GIFT 队列中 2019 年产前冠状病毒病的免疫和病理生理学特征:新加坡病例对照研究

COVID-19 对孕妇来说可能很严重,并对随后的婴儿产生不良后果。我们从抗体和细胞因子表达方面分析了母婴血液以及母乳中的感染后免疫反应,并对从产前 COVID-19 恢复期的母亲获得的胎盘进行了组织病理学研究。妊娠免疫转移 (GIFT) 研究招募了 17 名母子二人组(8 例产前 COVID-19 病例和 9 例健康的无关对照;总共 34 人)。在出生第一年收集母亲和婴儿的血液和母乳样本。所有样本均针对整个 SARS-CoV-2 刺突蛋白、刺突受体结合域 (RBD) 和之前报道的免疫显性表位以及细胞因子水平进行了 IgG 和 IgA 分析。用显微镜检查胎盘。该研究注册于临床试验网标识符为 NCT04802278。我们发现恢复期母亲体内的病毒特异性 IgG 水平较高,新生儿体内的滴度也同样升高。因此,产前 SARS-CoV-2 感染导致婴儿出生后血浆中病毒特异性抗体滴度升高。
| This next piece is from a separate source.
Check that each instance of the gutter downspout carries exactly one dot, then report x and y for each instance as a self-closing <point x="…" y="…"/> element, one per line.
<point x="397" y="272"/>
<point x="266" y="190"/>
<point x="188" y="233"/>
然而,这种情况会在出生后 3-6 个月内减弱。血浆中和病毒的效果并不统一,针对已知免疫显性表位的抗体的存在也不能确保中和作用。恢复期个体的血清和母乳中病毒特异性 IgA 水平存在差异。抗体转移率和经胎盘转移的病毒特异性抗体在新生儿循环中的衰减与其他病原体相似。恢复期母亲表现出慢性炎症的迹象,其特征是血液中 IL17RA 水平持续升高。四个胎盘出现急性炎症迹象,特别是在绒毛膜下区域,以中性粒细胞浸润为特征,尽管病毒清除和分娩之间已经过去了 50 天以上。向产前 COVID-19 恢复期的母亲注射单剂 BNT162b2 mRNA 疫苗可增加母乳中病毒特异性 IgG 和 IgA 滴度,这凸显了即使在自然感染后接种疫苗的重要性,并具有增强被动免疫的额外好处。